Question

A psychology quiz consists of ten multiple choice questions (each question is of worth 1 mark) with 5 options per question. A student knows the correct answer to 5 of the questions, can rule out 1 option in 3 questions, can rule out 2 options in 1 question, can not rule out any options in 1 question. What are the expected marks that the student would get?

Answer 1

Answer:

Let, Xi is the random variable which denotes the mark the student gets in ith question, i = 1(1)10

Since, each question is of worth 1 mark and there is no negative marking, then we have,

Xi = 1 when the student answers the question correctly

= 0 when the student answers the question wrong

we know, the student knows the correct answer to 5 of the questions, can rule out 1 option in 3 questions, can rule out 2 options in 1 question, can not rule out any options in 1 question.

Without loss of generality, let us assume he knows the correct answer to first 5 questions, can rule out 1 option in 6th, 7th and 8th questions, can rule out 2 options in 9th question, can not rule out any options in 10th question.

If P (Xi = 1) denotes the probability that the student will give correct answer to the ith question then we have,

P (X1 = 1) = P (X2 = 1) = P (X3 = 1) = P (X4 = 1) = P (X5 = 1) = 1 [since he knows the correct answer to first 5 questions]

For questions 6, 7 and 8, he can rule out 1 option.

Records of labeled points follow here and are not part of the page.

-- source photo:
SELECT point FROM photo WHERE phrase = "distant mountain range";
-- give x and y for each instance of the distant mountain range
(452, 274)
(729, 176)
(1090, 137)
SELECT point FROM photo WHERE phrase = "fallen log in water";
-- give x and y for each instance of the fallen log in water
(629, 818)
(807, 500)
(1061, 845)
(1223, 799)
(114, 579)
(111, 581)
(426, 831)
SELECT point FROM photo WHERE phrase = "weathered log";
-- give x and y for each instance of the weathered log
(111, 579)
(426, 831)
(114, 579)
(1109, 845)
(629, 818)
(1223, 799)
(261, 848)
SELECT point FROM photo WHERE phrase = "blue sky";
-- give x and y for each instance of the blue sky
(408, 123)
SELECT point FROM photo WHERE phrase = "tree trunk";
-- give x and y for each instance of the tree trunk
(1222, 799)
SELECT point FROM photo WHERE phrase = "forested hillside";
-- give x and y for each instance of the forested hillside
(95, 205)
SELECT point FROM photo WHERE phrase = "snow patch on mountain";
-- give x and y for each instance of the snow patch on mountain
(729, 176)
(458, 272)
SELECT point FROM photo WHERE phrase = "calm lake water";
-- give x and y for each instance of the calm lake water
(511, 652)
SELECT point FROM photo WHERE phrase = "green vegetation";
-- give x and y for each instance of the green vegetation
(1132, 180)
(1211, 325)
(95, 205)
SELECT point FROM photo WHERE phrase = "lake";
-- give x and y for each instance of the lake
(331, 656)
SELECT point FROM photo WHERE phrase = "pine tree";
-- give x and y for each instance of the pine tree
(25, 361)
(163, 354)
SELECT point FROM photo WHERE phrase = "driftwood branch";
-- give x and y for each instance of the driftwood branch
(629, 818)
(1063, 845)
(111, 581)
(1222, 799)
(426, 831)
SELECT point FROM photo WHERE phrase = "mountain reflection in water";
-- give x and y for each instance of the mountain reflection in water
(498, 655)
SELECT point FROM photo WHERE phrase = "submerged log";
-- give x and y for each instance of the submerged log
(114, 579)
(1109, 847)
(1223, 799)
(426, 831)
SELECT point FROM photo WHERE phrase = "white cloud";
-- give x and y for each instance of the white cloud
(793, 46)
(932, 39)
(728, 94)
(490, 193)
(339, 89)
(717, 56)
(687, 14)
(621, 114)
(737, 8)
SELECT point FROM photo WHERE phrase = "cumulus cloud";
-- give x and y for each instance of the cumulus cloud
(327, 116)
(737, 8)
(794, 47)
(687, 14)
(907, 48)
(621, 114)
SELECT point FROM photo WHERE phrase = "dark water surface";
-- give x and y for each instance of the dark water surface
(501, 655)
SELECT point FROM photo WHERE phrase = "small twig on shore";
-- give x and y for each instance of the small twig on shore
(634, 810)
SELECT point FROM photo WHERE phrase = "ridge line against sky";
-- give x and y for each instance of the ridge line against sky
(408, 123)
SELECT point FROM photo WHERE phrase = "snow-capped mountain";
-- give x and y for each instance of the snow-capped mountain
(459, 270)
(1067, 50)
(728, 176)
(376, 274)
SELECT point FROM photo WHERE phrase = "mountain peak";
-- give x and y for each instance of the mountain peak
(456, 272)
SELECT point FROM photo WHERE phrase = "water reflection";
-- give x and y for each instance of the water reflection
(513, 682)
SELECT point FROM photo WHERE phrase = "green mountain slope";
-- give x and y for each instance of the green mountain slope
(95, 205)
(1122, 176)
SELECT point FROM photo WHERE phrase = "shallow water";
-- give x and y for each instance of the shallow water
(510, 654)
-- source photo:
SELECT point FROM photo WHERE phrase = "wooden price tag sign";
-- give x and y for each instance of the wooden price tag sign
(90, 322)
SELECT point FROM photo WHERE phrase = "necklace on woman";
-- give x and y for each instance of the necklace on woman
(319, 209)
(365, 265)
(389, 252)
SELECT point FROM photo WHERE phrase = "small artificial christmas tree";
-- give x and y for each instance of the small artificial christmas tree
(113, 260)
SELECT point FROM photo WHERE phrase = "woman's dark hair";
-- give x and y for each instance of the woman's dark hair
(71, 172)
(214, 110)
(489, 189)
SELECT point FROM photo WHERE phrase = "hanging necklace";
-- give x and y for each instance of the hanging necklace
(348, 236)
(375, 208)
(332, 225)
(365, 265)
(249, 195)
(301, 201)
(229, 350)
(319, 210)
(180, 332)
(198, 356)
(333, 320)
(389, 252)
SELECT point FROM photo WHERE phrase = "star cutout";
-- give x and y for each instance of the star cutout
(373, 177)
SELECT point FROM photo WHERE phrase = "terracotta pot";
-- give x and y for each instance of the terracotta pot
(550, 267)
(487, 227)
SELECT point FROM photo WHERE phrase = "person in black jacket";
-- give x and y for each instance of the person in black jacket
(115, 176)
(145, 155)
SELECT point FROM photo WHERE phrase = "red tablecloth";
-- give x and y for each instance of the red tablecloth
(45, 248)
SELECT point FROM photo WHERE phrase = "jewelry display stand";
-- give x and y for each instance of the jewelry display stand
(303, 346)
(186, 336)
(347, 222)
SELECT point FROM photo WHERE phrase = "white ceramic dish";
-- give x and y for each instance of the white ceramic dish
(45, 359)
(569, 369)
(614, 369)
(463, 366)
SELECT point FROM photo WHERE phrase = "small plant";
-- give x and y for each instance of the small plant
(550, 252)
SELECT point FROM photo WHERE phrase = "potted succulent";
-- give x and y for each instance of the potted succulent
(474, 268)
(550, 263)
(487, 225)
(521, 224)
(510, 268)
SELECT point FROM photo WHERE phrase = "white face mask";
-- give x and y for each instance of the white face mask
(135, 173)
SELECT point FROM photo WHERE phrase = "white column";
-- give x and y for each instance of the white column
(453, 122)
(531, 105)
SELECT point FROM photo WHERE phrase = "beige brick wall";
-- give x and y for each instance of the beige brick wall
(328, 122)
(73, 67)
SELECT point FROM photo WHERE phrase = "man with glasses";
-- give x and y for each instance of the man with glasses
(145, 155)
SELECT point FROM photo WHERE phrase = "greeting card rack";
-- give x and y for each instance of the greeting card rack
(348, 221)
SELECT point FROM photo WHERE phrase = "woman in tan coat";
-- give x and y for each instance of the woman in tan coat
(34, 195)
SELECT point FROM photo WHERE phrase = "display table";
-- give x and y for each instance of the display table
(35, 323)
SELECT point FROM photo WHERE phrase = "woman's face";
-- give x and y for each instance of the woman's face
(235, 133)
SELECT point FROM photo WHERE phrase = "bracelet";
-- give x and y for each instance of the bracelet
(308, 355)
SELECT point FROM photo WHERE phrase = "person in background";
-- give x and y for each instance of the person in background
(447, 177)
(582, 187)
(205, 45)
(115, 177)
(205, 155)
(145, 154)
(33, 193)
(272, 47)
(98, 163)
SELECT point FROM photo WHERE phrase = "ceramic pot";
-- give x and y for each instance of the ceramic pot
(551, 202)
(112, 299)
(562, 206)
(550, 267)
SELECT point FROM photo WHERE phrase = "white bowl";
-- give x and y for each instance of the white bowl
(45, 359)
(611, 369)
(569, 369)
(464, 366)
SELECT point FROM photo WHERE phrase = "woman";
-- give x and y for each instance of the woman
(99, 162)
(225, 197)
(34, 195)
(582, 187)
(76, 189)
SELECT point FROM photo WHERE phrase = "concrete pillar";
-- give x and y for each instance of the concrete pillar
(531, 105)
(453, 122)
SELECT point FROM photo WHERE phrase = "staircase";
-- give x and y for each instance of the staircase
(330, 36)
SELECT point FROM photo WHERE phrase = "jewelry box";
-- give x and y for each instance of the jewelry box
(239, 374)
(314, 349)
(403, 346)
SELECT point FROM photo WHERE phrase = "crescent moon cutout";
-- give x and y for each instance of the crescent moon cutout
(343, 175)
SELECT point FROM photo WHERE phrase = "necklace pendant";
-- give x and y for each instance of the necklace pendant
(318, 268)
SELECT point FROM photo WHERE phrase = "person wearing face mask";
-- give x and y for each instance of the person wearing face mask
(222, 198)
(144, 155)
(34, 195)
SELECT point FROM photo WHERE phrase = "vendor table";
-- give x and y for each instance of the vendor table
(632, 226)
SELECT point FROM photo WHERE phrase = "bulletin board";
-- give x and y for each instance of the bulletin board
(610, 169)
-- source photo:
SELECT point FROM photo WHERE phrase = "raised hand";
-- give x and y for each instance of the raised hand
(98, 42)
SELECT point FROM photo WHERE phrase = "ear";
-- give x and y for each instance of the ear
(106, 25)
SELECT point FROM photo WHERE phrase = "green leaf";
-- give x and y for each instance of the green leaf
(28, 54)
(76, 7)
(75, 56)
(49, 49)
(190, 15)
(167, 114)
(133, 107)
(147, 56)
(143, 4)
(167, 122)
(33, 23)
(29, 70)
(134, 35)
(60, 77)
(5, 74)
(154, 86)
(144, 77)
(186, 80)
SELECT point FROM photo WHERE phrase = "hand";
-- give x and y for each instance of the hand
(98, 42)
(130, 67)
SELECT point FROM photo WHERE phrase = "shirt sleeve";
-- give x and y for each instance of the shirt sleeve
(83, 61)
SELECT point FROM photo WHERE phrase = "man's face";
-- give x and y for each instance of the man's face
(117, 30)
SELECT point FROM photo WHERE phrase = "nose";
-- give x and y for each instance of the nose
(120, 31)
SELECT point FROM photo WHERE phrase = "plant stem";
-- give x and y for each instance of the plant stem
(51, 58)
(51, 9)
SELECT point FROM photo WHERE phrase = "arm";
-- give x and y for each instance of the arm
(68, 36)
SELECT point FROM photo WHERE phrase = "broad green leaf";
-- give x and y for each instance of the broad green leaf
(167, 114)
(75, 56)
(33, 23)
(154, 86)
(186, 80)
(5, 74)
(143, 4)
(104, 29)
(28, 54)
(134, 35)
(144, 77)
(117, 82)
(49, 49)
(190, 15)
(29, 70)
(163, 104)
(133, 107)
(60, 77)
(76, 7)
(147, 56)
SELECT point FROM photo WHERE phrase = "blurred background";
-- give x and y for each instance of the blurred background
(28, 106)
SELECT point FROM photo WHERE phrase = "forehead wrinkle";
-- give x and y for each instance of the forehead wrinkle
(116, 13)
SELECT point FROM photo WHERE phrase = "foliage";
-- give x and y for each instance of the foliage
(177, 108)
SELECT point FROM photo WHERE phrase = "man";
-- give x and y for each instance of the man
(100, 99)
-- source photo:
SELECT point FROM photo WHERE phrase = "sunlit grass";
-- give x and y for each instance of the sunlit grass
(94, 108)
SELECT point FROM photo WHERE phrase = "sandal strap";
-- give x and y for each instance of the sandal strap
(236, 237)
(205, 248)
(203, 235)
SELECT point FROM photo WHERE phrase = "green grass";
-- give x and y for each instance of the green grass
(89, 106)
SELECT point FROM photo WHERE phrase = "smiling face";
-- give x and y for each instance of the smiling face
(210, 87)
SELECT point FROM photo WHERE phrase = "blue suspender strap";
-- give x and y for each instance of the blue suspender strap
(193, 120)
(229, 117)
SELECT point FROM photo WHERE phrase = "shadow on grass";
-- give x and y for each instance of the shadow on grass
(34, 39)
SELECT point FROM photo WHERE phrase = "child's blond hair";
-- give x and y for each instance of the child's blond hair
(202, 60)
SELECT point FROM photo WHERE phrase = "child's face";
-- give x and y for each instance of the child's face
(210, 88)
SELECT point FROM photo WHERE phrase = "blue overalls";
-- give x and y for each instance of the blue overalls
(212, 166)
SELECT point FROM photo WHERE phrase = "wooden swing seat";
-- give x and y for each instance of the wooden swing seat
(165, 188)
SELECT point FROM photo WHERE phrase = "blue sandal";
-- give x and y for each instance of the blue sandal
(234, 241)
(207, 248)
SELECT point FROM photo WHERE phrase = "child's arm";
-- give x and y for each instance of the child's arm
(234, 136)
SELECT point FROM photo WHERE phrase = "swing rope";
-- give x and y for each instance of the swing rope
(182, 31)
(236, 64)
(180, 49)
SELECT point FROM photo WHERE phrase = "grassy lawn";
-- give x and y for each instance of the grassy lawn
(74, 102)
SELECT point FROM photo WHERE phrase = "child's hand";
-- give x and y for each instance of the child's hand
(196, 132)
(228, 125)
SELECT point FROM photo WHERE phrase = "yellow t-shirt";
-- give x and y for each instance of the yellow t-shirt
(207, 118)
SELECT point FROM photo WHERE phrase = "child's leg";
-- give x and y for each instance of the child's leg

Since, each question has 5 options, to give a correct answer he has to choose one option out of the remaining 4 options. So, the probability of giving correct answer to question 6, 7 and 8 is:

P (X6 = 1) = P (X7 = 1) = P (X8 = 1) = 1/4

For question 9, he can rule out 2 options. In order to give a correct answer, he has to choose one option out of the remaining 3 options. So, the probability of giving correct answer to question 9 is:

P (X9 = 1) = 1/3

For question 10, he can not rule out any options. So, in order to give a correct answer, he has to choose one option out of the 5 options. So, the probability of giving correct answer to question 10 is:

P (X10 = 1) = 1/5

So the expected marks that the student would get is:

= 1 X 1 + 1 X 1 + 1 X 1 + 1 X 1 + 1 X 1 + 1 X 1/4 + 1 X 1/4 + 1 X 1/4 + 1 X 1/3 + 1 X 1/5

= 5 + 3/4 + 1/3 + 1/5

= (300 + 45 + 20 + 12)/60

= 377/60 = 6.2833 (approx)

Answer: The expected marks that the student would get is 6.2833 (approx).